L’importation de la banane, ce fruit exotique, préféré des Algériens, connaît une nouvelle agitation ces dernières semaines.

Les Oranais ont certainement remarqué que la banane est presque introuvable sur les étals, et si elle est disponible, le prix affiché dépasse les 700 DA.

Un air de déjà vu pour l’Etat qui traque les spéculateurs à l’origine de l’indisponibilité de ce fruit, et par conséquent, son prix élevé, alors qu’au niveau des marchés mondiaux ce fruit reste le plus abordable car cédé par les pays producteurs à moins d’un dollar le kilo, ce qui rend la marge bénéficiaire des importateurs algérien plus grande à ce prix.

Le prix de la banane n’a pourtant connu aucune augmentation de son prix sur le marché mondial, ni des prix de son transport.

En effet, les experts estiment que le marché boursier de la banane est globalement stable, et ses coûts sont connus. Un signe d’une nouvelle crise qui se précise, qui impose une redistribution des cartes dans le domaine des importations de ce fruit.

« La banane est disponible au niveau du marché de gros, mais elle est cédée à des prix élevés, nous les détaillants on n’a pas le choix que de vendre ce fruit à plus de 700 DA », affirme un détaillant au marché de Plateau.

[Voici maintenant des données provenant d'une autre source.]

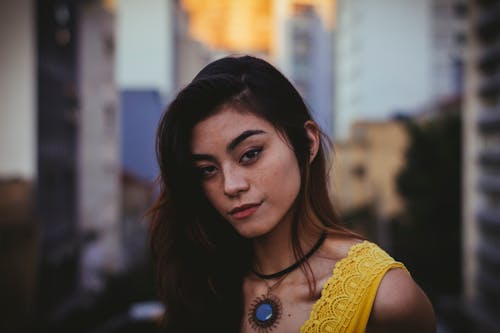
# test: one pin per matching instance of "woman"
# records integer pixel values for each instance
(244, 235)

La tutelle est appelée à réagir face à cette situation et mettre les choses en clair avec les opérateurs qui activent dans l’importation de bananes, avec une réorganisation du marché de bananes en Algérie à travers l’encadrement de l’importation de ce produit, suite à la flambée de ses prix sur le marché national. Pour remettre de l’ordre, des lois de lutte contre la spéculation seront appliquées contre toute personne impliquée dans le stockage des bananes.

En attendant, son prix est actuellement en hausse, et l’Etat est face à un nouveau défi et un nouvel épisode de la lutte contre la spéculation qui a vraisemblablement la peau dure.